Узнавая его, люди почтительно обходили на значительном расстоянии
нашу «группу».
На скорую передачу пластинок рассчитывать не приходилось
— слишком он был загружен. Но все-таки обещал же...
Неожиданно (это
было всегда неожиданно!) зимой были объявлены два его концерта: 3-го
января — Первый концерт Чайковского с Е.Ф. Светлановым и 5-го января
— сольный: Моцарт, Шуман, Прокофьев. В последний момент — редчайший
случай! — Гилельс изменил программу — и на афишах консерватории значилось
только одно имя: Моцарт. Загадочность такой перемены только подогрела
и без того огромный ажиотаж вокруг этого концерта.
На симфонический
я кое-как проник; на сольный же никакой надежды не было, — и за кулисами,
после Концерта Чайковского, я вынужден был сказать ему:
— Эмиль Григорьевич,
у меня нет билета на послезавтра. Народу было битком: люди подходили
к нему, обнимали его, висли на нем, с кем-то он отошел в сторону и на
мои слова не обратил ни малейшего внимания.
В день моцартовского
концерта я с утра ждал каких-нибудь известий: все-таки бывало иногда
— кто-то звонил, предлагал случайно «возникший» билет, мало ли что...

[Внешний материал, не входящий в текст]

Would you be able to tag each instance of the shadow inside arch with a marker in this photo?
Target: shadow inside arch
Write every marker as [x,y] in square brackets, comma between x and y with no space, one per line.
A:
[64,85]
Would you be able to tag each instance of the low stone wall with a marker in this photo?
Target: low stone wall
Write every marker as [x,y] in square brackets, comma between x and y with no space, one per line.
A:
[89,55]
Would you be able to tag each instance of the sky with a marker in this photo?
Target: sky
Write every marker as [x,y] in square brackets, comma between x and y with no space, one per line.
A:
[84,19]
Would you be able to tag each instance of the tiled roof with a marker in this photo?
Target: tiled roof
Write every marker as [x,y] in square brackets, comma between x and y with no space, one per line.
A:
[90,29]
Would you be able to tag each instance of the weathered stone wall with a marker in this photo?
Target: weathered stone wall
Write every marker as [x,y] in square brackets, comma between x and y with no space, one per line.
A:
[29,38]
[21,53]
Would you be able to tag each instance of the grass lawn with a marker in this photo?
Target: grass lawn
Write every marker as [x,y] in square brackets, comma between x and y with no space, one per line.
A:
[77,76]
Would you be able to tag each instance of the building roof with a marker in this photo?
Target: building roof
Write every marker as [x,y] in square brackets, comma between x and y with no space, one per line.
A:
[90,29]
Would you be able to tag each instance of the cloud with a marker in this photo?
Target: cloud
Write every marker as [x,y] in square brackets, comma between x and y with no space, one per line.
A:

Раздался звонок. Незнакомый мужской голос:
— Можно попросить Григория
Борисовичас
— Да, я слушаю.
— Здравствуйте, Гришенька! Это говорит
Эмиль Григорьевич.
— !!!
Оценив, кажется, мое замешательство,
он продолжал:
— Я Вам оставил пропуск на два лица на правом контроле,
знаете — на лестнице, в правом углу, на Ваше имя. Так что приходите.
Кроме «спасибо» я не мог ничего выдавить из себя, а нужно было быстро
заканчивать разговор — вечером ему играть... Меня осенило в последний
момент:
— Ни пуха, ни пера, Эмиль Григорьевич!
Он будто только
этого и ждал:
— Наплевать! — с удовольствием ответил он вместе традиционного
«к черту».
Концерт был из тех, которые помнишь потом всю жизнь. В
артистической он сказал мне:
— Эту программу я готовлю (!) для Зальцбурга.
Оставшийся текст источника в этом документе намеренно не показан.